I have posted on here before about struggling with the same sin repeatedly, and for a while it had gotten better. Now I'm doing it again and again and again and every single time, I do it, feel ashamed, repent, then turn around and do it again. I know it's Satan influencing me, making me do it, helping me justify it. Then the Holy Spirit is coming into me and saying "This is wrong you shouldn't be doing it." Then the whole process starts all over again. I'm starting to feel trapped and the thing that most scares me is I may get to that point where I do it and I DON'T feel that feeling of "This is wrong you shouldn't be doing it."
Hi Samual,
Praise God that you want to choose to walk righteously before God and no longer repeating your sins. I am not sure what you are suffering from but I can empathise with you as once a upon a time, I have been falling into the same sins over and over again. Each time I fall into that dark hole, it seems deeper and darker; making it harder to climb out. I can share with you how I work on myself.
I start off by praying to confess all the sins I've committed against God and ask Him for forgiveness. I then, surrender myself to God and ask for the Holy Spirit to guide me and lead me each day. I will then, read a chapter of the scripture a day - continuous from the previous chapter in the previous day.

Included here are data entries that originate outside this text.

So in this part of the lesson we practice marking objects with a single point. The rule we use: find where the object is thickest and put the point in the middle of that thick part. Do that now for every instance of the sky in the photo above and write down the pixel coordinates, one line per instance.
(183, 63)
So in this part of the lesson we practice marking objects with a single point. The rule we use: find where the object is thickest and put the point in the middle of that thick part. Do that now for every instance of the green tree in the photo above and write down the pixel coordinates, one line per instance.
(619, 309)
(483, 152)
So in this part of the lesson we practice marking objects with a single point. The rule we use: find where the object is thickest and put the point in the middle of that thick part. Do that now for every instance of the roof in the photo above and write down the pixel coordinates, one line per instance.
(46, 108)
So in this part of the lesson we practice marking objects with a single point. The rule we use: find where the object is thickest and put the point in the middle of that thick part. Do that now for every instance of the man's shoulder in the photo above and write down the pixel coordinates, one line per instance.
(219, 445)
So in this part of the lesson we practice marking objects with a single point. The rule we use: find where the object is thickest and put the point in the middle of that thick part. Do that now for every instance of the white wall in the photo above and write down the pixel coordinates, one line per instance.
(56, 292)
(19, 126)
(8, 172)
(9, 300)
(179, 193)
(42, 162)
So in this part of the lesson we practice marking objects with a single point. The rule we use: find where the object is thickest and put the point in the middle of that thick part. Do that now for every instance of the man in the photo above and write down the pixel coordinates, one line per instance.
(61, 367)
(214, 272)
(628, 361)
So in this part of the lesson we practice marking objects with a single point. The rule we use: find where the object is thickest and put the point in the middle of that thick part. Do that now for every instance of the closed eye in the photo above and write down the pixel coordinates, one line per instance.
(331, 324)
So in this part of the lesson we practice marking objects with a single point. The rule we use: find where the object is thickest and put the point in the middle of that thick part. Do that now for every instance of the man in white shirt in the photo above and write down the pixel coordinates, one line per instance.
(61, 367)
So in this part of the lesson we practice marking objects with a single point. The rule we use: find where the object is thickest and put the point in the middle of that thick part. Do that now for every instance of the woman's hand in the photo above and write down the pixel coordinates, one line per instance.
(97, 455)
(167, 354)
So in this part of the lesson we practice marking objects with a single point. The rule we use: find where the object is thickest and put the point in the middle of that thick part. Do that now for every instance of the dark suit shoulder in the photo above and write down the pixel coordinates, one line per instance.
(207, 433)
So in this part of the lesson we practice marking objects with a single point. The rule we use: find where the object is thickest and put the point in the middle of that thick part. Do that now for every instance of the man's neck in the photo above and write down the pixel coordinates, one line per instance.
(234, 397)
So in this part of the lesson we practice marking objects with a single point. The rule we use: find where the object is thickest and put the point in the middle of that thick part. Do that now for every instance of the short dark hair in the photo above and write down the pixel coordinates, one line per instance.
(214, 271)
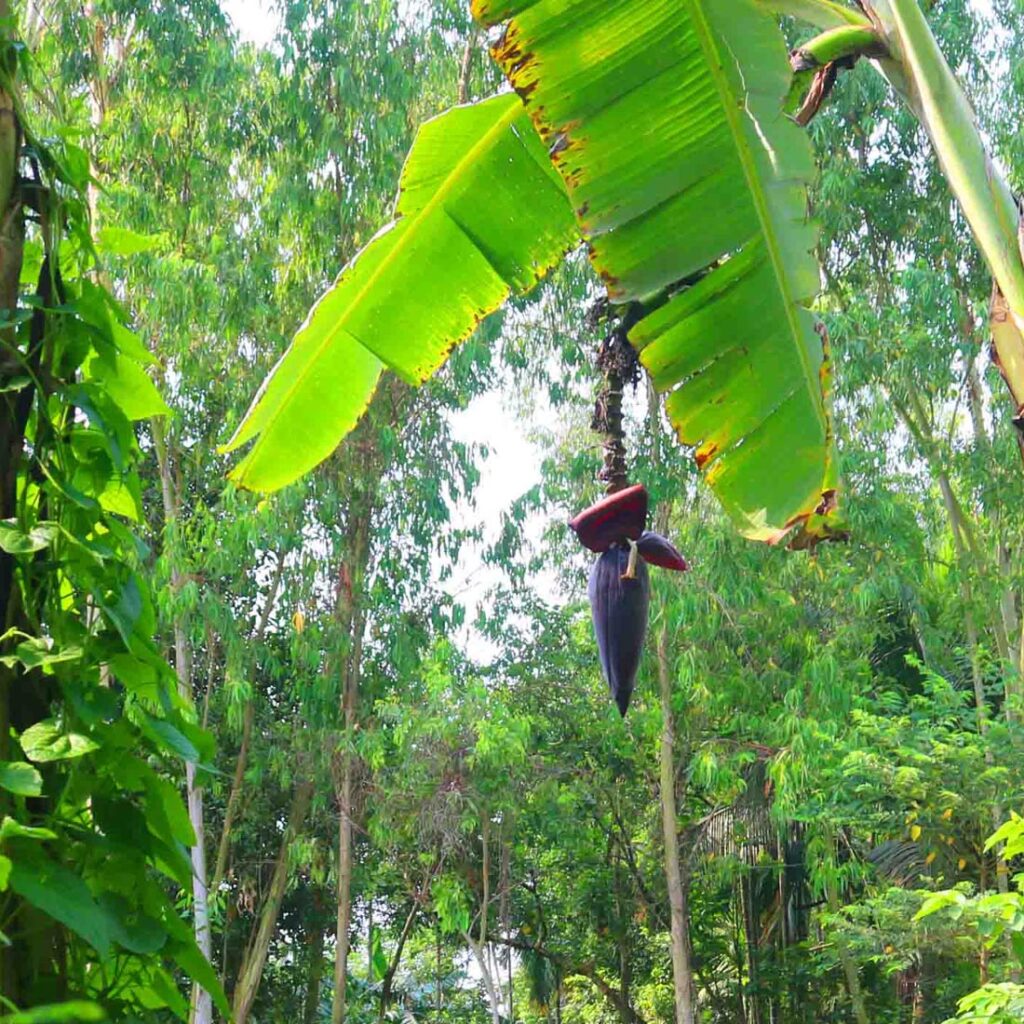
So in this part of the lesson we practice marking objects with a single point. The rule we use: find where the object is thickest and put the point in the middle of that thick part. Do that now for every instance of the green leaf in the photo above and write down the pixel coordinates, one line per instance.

I will start to look into my life to see when I will feel the urge to commit the sin. If it's because I have some extra time and that's when I commit the sin, I read the Psalms and do a paraphrase on the Psalm (one each day) to voice up my pain to God. As I go along, it helps me to build my relationship with God and slowly, I walk away from the sin. However, at times, the temptation do come back, when I realise I'm sinning again, I will pray to ask God to remove the thoughts from my mind.